Does the temperature have any bearing on how much sunburn/sun damage a person receives? If I'm outside on a sunny, cloudless 60 degree day, won't I get as much of a tan as I would on a sunny, cloudless 85 degree day?
-- Gettin' Baked, University City
We took the elves down to the beach and made half of them sit on a giant block of ice. Grandma gathered up all the extension cords, and we plugged in a bunch of big old fans. We got their little teeth chattering like the bad valves in Pa Alice's car. We left 'em there for two, three hours. Meanwhile, the second group of elves lounged around on towels and made rude noises at chicks. When we gathered everybody up and got back home, we had an elf lineup and asked Ma Alice to pick out the cold experimental elves from the rude control group, and she was stumped. Both groups were equally fried. Temperature itself has nothing to do with sunburn. You can be freezing your butt off and still get a sunburn, of course.
A "burn" from the sun is actually a chemical reaction to skin-cell damage caused by the dreaded UV radiation, not the heat of the sun.

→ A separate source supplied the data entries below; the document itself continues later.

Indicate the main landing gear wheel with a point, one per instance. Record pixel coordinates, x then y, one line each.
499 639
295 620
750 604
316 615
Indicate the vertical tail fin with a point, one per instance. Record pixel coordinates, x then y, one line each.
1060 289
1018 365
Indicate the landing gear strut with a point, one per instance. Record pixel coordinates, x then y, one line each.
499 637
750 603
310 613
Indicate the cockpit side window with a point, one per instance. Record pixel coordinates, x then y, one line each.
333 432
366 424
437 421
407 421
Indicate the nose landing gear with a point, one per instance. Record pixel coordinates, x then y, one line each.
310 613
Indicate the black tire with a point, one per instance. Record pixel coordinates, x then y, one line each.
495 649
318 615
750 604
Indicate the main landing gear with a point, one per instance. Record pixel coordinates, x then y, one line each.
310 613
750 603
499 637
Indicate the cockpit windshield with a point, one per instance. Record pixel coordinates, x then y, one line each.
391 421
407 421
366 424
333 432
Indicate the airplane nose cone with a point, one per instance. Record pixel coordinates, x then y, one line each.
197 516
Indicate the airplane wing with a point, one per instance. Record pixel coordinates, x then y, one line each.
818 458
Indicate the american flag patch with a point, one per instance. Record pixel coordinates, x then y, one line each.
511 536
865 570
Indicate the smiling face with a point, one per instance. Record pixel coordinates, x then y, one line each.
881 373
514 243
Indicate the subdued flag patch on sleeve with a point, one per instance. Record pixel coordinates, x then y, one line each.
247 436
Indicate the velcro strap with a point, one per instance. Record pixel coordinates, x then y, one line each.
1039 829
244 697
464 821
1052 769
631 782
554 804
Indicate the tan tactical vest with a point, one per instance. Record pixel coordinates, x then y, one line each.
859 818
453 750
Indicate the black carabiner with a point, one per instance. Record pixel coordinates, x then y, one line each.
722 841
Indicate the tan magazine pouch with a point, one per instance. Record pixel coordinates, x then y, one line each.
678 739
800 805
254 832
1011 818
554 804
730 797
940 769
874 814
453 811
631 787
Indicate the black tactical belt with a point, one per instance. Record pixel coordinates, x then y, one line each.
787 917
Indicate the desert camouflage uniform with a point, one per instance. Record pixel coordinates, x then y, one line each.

Various enzymes and proteins respond to the damaged area by enlarging small blood vessels and marshalling inflammatory cells, causing redness, swelling, and pain. Do enough damage to your skin cells and they'll die and peel off. Damage the DNA from repeated overexposure to UV, and you end up with brown skin patches, wrinkles, and maybe cancer. And you definitely can do this while sitting on a giant block of ice with all of Grandma Alice's fans blowing on you.